Yesterday, results of a survey that was carried out to evaluate the impact of the recent taxes on OTTs (social media) and mobile money were released. However, they indicate a sharp drop in the number of users - as well as the frequency of usage - for both services.

According to the findings [PDF] of the survey which took place between July 13th and 16th, at least 85% of the respondents hadn't used social media since the tax came into effect.

"96% of respondents had used social media in the past 6 months," the report pointed out. However, noting that "this number [had] dropped to 85% when asked if they had accessed social media since July 1st [when the taxes were put into effect]."

Similarly, Mobile Money usage suffered a decline according to the survey. "93% of

respondents reported that they had used Mobile Money in the last 6 months," it said. But "44% were transacting less money in July and 47% reported that they had completely stopped transacting Mobile Money after the implementation of the new tax"

The survey was carried out by PR Company, Whitehead Communications, and collected information from 3015 respondents. "Results were collected both online and through face-to-face interviews across the country, gathering 3,015 responses," said the report.

Most of the participants in the survey were located in the central region. "72% were resided in Central Uganda, 15% in Western Uganda, 8% in Northern Uganda and 5% in Eastern Uganda, with 93 districts represented overall," the report noted.

Additionally, the majority were youths between 18 to 35 years of age and at least at a bachelors degree level of education.

Related: Here’s what ICTAU and PSFU proposed to parliament before OTT  tax came into effect

"Most surveyed respondents were between the ages of 18 and 35 (29% 18 – 24, 41% 25 – 30,15% 31 – 35). 74% of respondents were male and 26% were female. Most respondents were highly educated: 56% had obtained a Bachelor’s Degree, 14% a Master’s or Ph.D, 9% had Vocational Certificate, 15% completed Secondary School, 3% other, 2% had no education and 1% completed only Primary School."

According to the findings, a sizeable number is accessing social media using VPN application. While an equally impressive number is paying the tax to access the same services.

"Of those who reported as using social media since the new tax was introduced: 40% said they paid the OTT tax; 57% were using VPN; 38% were using WiFi/Hotspot(s) and 3% selected “other”; many used multiple methods."

Other noteworthy findings of the survey are the impact the taxes have so far had on the businesses and lives of the respondents.

For example, the mobile money tax has led to "delayed payments, general inconvenience, increased cost of doing business, increased risk, loss of income, reverting to banking and cash payments" as some noted in their responses.

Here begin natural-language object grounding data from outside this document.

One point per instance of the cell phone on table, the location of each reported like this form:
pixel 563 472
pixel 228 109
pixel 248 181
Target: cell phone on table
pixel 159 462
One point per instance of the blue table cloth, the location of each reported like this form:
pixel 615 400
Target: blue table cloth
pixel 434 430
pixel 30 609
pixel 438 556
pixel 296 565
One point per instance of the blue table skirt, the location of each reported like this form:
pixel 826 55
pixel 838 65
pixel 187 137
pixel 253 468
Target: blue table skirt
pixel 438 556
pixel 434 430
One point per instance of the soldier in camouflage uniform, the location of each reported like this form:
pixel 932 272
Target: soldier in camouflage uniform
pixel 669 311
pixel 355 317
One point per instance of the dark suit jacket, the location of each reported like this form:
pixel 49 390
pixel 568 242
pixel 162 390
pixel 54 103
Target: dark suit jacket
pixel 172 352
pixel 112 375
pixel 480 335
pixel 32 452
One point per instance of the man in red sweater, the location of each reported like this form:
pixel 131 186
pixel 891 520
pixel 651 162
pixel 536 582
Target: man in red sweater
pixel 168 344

While those using social media for business or as individuals pointed out that it had led to "delays in conducting business, disrupted payments, general inconvenience, increase in the cost of doing business, loss of income, reduced access and a smaller online audience."

The essence of the survey, according to Whitehead Communications, was to serve as a "resource in a consultative and evidence-based review of social media and mobile money taxes."

Therefore, the recommendation was that "the relevant decision-makers review the detailed results of this survey in full, particularly respondents’ written replies to the questions."

Additionally, they also recommended that a "thorough consultation among all parties going forward to ensure an informed and equitable solution." This is because no respondent was in support of the mobile money tax. While only 1% supported the social media tax strongly.